Aftershock Study of the Subduction to Strike-Slip Transition - Figure 1
Aftershock Study of the Subduction to Strike-Slip Transition of the North American-Caribbean Plate Boundary in the Dominican Republic Map of currently and recently operating seismic stations in the Dominican Republic. The symbol indicates the station’s network affiliation: ISU stations are S1-10 and ISU01-10; INDRHI stations are DR01-16; PRSN/UT temporary stations are YB01-10. The star is a broadband station at PUCMM in Santiago. Symbol color indicates the sensor’s passband: red = short-period, green = intermediate-period, black = broadband. Black outlines indicate three-component sensors.
The Northern Caribbean Plate Boundary Zone is a complex region that has been modified extensively by the relative eastward movement of the Caribbean Plate and the plateʼs impact with the buoyant Bahama carbonate platform. This movement has produced extensive subduction of oceanic crust belonging to the North American Plate, a broad zone of deformation to accommodate strain, the development of several new transform and normal faults to relieve stress after collisions, the formation and rotation of microplates, and the rearrangement and aggregation of crustal fragments into new islands.
On 22 September 2003, a large (Mw = 6.5) earthquake struck the Dominican Republic, causing widespread damage that included partially collapsed buildings and bridges in the cities
of Santiago and Puerto Plata and landslides in the mountainous outlying areas. Aftershocks reaching Mw = 5.1 followed for months afterward. This earthquake sequence is the strongest to affect the Dominican Republic since a series of powerful thrust events, which included five earthquakes
ranging in magnitude from 7.1 to 8.1, occurred between 1943 and 1953. Prior to 1943, significant earthquakes occurred in 1564 (in which the city of Santiago was destroyed), 1783, 1842, 1887, and 1897.

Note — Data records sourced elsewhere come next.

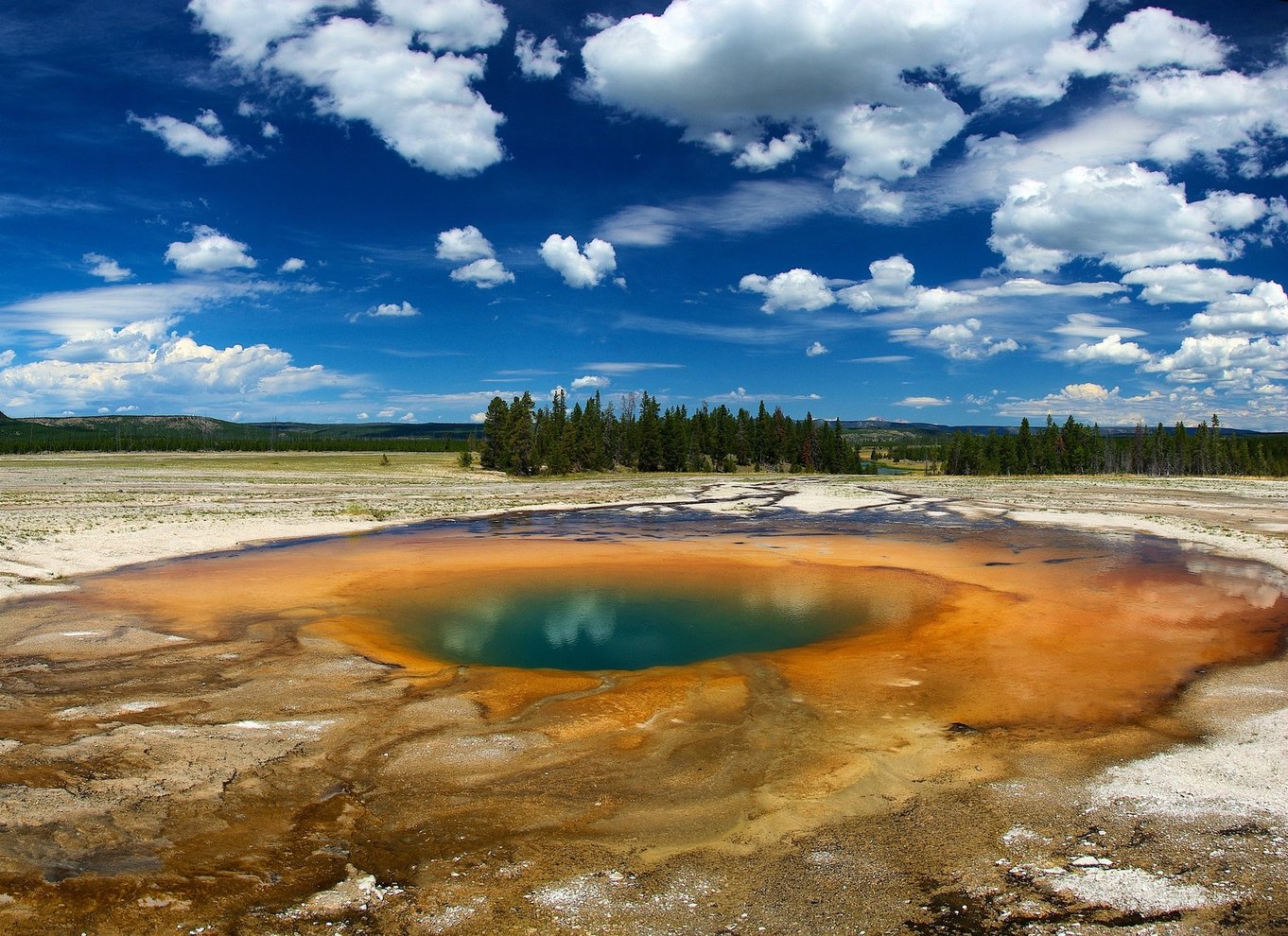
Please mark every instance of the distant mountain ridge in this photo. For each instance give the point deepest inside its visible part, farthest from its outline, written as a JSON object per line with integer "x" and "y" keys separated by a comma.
{"x": 198, "y": 433}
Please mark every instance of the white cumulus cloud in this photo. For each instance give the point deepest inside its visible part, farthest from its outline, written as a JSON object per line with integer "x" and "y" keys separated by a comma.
{"x": 1185, "y": 282}
{"x": 403, "y": 309}
{"x": 580, "y": 268}
{"x": 729, "y": 72}
{"x": 459, "y": 245}
{"x": 1109, "y": 351}
{"x": 486, "y": 273}
{"x": 203, "y": 138}
{"x": 795, "y": 290}
{"x": 408, "y": 75}
{"x": 106, "y": 268}
{"x": 537, "y": 61}
{"x": 1263, "y": 309}
{"x": 1127, "y": 217}
{"x": 209, "y": 251}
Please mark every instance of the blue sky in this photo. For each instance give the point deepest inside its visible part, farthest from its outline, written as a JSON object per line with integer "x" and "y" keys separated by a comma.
{"x": 398, "y": 209}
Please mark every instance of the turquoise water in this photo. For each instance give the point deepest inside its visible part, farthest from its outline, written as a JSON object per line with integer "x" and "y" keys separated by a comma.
{"x": 621, "y": 629}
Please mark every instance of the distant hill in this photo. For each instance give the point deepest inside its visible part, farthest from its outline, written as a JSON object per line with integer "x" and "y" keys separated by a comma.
{"x": 896, "y": 431}
{"x": 202, "y": 433}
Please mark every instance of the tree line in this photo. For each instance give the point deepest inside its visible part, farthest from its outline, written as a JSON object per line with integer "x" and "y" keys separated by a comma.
{"x": 1075, "y": 448}
{"x": 523, "y": 440}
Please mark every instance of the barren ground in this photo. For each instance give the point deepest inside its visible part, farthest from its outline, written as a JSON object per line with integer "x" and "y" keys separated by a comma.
{"x": 272, "y": 778}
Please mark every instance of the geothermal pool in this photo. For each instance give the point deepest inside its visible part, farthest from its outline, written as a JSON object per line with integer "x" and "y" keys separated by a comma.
{"x": 566, "y": 690}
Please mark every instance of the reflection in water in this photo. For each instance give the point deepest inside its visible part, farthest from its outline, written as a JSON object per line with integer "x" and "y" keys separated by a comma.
{"x": 277, "y": 715}
{"x": 636, "y": 626}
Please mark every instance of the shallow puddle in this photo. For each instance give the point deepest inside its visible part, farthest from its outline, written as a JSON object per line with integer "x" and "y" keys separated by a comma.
{"x": 545, "y": 684}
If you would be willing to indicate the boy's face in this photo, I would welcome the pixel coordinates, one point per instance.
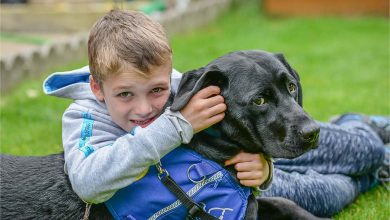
(132, 99)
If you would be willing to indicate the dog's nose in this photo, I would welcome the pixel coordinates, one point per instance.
(310, 133)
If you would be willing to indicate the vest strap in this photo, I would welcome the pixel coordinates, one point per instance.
(194, 209)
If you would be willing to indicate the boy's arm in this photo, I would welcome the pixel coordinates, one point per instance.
(98, 164)
(97, 170)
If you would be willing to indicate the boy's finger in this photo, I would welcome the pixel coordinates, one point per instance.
(215, 119)
(208, 91)
(216, 109)
(251, 183)
(214, 100)
(233, 160)
(250, 175)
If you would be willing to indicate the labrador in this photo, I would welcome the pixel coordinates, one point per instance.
(264, 114)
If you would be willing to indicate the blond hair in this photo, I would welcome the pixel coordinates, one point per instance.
(126, 39)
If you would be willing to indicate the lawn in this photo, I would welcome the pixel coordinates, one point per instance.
(343, 64)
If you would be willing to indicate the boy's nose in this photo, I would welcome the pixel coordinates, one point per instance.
(143, 108)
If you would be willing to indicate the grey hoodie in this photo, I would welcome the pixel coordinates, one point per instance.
(100, 157)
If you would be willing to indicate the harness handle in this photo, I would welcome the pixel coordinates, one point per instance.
(194, 209)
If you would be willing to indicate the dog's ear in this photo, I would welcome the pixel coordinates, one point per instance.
(195, 80)
(292, 72)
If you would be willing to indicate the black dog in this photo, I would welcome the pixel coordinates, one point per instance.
(264, 115)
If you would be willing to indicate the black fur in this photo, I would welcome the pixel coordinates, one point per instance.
(37, 187)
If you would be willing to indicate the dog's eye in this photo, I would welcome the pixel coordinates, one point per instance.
(259, 101)
(292, 87)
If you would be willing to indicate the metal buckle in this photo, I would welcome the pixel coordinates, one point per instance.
(161, 171)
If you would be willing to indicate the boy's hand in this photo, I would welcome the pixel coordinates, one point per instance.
(205, 108)
(252, 169)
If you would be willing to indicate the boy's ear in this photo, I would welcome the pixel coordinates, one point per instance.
(195, 80)
(97, 91)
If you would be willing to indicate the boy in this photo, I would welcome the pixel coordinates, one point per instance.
(130, 82)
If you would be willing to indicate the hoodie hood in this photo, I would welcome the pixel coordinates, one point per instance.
(70, 84)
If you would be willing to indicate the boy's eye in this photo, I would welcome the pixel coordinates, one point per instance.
(125, 94)
(156, 90)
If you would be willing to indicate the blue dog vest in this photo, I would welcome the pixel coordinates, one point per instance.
(205, 181)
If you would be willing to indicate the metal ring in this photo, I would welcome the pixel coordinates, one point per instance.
(189, 177)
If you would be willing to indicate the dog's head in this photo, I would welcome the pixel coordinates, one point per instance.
(264, 107)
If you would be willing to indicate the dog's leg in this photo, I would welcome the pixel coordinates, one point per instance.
(278, 208)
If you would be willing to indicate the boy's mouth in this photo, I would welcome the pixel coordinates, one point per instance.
(144, 123)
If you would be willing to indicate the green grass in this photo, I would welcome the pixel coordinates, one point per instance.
(343, 64)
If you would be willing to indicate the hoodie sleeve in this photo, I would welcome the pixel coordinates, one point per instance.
(99, 163)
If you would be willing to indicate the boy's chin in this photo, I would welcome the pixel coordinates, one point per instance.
(145, 123)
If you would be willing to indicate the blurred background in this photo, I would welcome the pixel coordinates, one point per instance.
(340, 48)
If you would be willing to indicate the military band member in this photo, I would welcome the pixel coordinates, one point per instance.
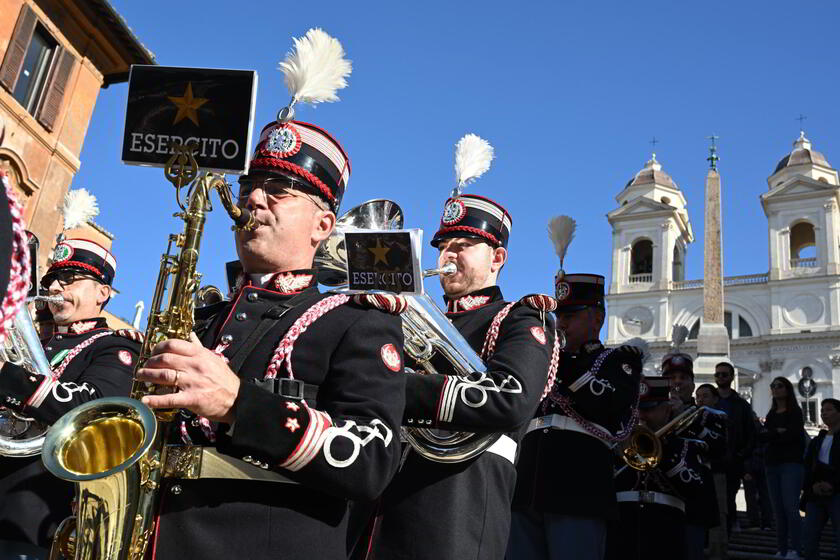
(301, 384)
(565, 492)
(652, 502)
(711, 427)
(88, 361)
(462, 510)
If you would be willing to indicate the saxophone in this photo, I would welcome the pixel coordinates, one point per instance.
(114, 448)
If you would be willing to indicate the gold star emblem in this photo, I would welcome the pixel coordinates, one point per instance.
(187, 105)
(379, 252)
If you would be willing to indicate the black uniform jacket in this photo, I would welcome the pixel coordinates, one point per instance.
(712, 427)
(343, 444)
(569, 472)
(462, 510)
(93, 361)
(651, 530)
(817, 471)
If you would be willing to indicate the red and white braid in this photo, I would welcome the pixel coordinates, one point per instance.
(552, 368)
(283, 352)
(492, 335)
(19, 268)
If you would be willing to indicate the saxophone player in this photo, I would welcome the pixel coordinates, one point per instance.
(301, 384)
(88, 361)
(462, 510)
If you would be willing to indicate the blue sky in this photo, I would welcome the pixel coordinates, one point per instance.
(568, 93)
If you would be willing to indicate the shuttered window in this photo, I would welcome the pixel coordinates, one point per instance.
(36, 69)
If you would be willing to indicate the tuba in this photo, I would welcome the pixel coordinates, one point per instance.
(643, 449)
(432, 343)
(114, 449)
(21, 436)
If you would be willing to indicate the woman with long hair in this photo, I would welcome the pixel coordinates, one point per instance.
(785, 435)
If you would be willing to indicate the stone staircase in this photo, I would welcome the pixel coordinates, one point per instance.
(755, 544)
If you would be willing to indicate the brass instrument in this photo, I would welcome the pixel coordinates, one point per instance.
(21, 436)
(114, 448)
(431, 341)
(643, 448)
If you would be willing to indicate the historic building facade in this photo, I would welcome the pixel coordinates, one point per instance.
(55, 56)
(782, 322)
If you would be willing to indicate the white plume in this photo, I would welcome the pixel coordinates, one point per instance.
(561, 231)
(642, 345)
(316, 69)
(79, 207)
(473, 155)
(678, 336)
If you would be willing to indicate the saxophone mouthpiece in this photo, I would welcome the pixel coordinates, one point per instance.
(46, 299)
(244, 221)
(445, 270)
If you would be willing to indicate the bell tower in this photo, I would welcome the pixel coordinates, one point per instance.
(651, 232)
(803, 220)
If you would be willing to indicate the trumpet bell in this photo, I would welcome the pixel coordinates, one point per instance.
(643, 450)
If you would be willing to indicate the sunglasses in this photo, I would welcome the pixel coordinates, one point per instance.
(65, 278)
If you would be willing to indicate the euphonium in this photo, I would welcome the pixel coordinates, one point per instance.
(114, 448)
(21, 436)
(643, 449)
(431, 341)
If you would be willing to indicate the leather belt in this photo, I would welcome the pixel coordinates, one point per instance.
(560, 422)
(191, 462)
(651, 498)
(504, 447)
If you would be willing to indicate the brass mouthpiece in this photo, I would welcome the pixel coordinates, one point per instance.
(445, 270)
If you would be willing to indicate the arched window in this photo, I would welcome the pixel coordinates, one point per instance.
(803, 246)
(678, 268)
(641, 261)
(744, 329)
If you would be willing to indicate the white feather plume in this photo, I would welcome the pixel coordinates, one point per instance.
(316, 69)
(79, 207)
(473, 155)
(561, 231)
(678, 336)
(642, 345)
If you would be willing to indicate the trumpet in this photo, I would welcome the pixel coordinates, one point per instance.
(643, 449)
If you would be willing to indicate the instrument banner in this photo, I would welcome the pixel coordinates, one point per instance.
(212, 108)
(384, 260)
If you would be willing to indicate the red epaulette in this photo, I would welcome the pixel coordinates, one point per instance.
(130, 334)
(540, 302)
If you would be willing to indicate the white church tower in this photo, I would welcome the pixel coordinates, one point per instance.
(802, 215)
(651, 231)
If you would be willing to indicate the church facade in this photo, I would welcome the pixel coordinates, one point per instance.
(782, 322)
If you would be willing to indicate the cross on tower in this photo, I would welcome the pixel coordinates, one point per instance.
(713, 157)
(653, 142)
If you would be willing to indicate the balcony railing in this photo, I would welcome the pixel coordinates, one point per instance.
(728, 281)
(746, 279)
(810, 262)
(687, 284)
(641, 278)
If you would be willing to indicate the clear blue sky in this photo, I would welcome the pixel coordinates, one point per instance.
(569, 94)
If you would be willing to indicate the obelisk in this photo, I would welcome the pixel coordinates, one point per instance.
(713, 338)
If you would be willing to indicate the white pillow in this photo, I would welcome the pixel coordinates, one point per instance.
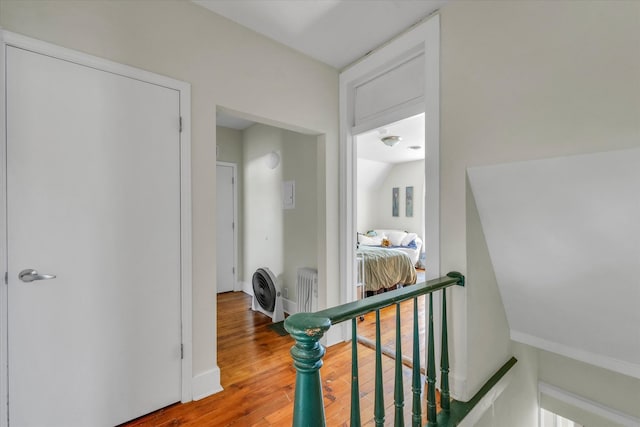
(410, 237)
(396, 237)
(370, 241)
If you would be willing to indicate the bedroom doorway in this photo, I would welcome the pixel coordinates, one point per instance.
(226, 240)
(397, 81)
(390, 182)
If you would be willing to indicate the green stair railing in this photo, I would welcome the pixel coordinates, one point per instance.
(308, 328)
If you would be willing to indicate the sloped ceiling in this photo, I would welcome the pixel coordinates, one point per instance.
(336, 32)
(564, 240)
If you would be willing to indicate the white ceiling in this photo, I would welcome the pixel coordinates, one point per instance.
(336, 32)
(411, 130)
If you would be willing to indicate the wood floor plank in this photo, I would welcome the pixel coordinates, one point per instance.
(258, 377)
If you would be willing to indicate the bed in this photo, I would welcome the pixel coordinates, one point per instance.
(382, 269)
(409, 243)
(387, 259)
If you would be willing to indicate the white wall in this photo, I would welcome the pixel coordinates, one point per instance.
(281, 239)
(402, 175)
(611, 389)
(371, 176)
(263, 220)
(300, 224)
(519, 81)
(227, 65)
(375, 181)
(229, 142)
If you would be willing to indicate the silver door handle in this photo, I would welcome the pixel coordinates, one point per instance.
(30, 275)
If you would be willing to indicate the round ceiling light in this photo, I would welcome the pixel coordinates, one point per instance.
(391, 140)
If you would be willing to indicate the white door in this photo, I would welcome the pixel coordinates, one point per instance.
(225, 227)
(93, 195)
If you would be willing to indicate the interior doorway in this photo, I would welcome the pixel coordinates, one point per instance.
(226, 240)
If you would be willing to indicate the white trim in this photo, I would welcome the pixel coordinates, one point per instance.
(234, 171)
(206, 384)
(487, 401)
(424, 37)
(4, 309)
(600, 360)
(184, 89)
(588, 405)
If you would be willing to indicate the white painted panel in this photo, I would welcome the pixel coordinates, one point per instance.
(93, 173)
(225, 240)
(399, 87)
(564, 240)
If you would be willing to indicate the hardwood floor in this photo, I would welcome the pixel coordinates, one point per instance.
(259, 379)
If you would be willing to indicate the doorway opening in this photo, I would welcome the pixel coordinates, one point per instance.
(277, 183)
(390, 182)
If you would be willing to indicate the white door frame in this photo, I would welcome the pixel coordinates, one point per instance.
(423, 38)
(234, 172)
(184, 89)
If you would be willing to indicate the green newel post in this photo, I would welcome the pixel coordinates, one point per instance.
(307, 329)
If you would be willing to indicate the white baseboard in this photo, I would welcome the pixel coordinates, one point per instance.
(588, 405)
(459, 387)
(487, 401)
(206, 384)
(289, 306)
(620, 366)
(246, 288)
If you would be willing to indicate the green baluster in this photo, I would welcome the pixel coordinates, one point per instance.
(307, 329)
(398, 391)
(415, 387)
(431, 371)
(378, 412)
(444, 359)
(355, 389)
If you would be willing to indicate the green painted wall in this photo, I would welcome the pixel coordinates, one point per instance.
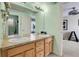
(53, 25)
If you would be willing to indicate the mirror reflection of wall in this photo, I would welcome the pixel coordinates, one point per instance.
(13, 25)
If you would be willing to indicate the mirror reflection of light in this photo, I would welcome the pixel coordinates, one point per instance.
(10, 22)
(45, 9)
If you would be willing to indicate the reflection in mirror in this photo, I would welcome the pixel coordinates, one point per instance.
(12, 25)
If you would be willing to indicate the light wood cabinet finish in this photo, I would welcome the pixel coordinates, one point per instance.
(39, 48)
(19, 55)
(48, 46)
(30, 53)
(40, 54)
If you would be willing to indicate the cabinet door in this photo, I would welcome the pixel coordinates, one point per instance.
(30, 53)
(51, 46)
(19, 55)
(48, 46)
(47, 50)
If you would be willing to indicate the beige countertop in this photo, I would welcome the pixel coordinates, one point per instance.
(13, 42)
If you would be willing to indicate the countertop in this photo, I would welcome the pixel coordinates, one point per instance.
(13, 42)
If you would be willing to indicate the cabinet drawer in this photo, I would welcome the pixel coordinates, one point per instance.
(40, 54)
(19, 55)
(30, 53)
(48, 39)
(20, 49)
(47, 50)
(40, 43)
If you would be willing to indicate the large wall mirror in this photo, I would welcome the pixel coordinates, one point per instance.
(13, 25)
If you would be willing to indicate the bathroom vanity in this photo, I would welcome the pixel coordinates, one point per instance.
(37, 46)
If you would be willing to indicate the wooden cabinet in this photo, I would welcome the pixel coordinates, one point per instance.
(40, 54)
(48, 46)
(20, 49)
(30, 53)
(39, 48)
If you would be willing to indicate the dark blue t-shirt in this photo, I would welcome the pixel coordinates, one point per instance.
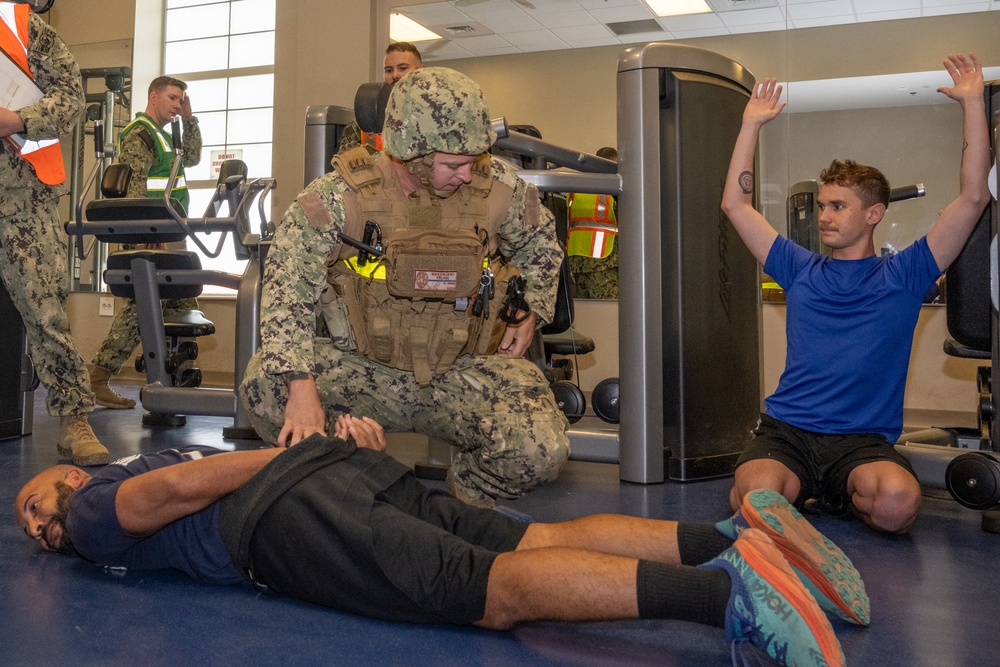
(192, 544)
(850, 329)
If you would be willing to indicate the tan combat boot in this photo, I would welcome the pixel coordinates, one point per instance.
(77, 441)
(104, 395)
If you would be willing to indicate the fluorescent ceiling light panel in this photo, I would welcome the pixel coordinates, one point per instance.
(404, 29)
(678, 7)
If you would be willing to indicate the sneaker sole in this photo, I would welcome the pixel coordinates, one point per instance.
(829, 570)
(769, 563)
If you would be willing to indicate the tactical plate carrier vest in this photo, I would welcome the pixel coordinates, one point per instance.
(415, 307)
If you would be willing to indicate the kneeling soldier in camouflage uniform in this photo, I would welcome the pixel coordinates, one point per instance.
(406, 286)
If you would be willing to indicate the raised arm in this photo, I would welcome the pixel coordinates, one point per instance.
(737, 197)
(148, 502)
(952, 228)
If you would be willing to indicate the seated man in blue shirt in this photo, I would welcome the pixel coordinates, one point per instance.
(344, 525)
(828, 429)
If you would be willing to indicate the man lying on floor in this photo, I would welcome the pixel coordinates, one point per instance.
(338, 522)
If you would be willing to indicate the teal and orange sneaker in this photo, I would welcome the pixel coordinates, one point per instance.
(824, 569)
(771, 608)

Following the 2003 Puerto Plata main shock we deployed 10 IRIS PASSCAL broadband seismographs through IRISʼs Rapid Aftershock Mobilization Program in and around the aftershock zone for a period of two months and are analyzing the data jointly with data from two permanent seismic networks in the DR. Analyses include producing a new 1D model of earth structure, relocating more than 400 aftershocks, producing a 3D tomographic model of the fault zone from phase arrivals, and computing focal mechanisms. These will help elucidate the strain partitioning between strike-slip and thrust faults and form the basis for a longer-term study of the deep structure and tectonics beneath Hispaniola, which includes a pocket of unusually deep earthquakes, subduction of the Caribbean lithosphere northward—opposing the southwestward subduction of the North American Plate—and a long historical record of devastating, and tsunamigenic, earthquakes.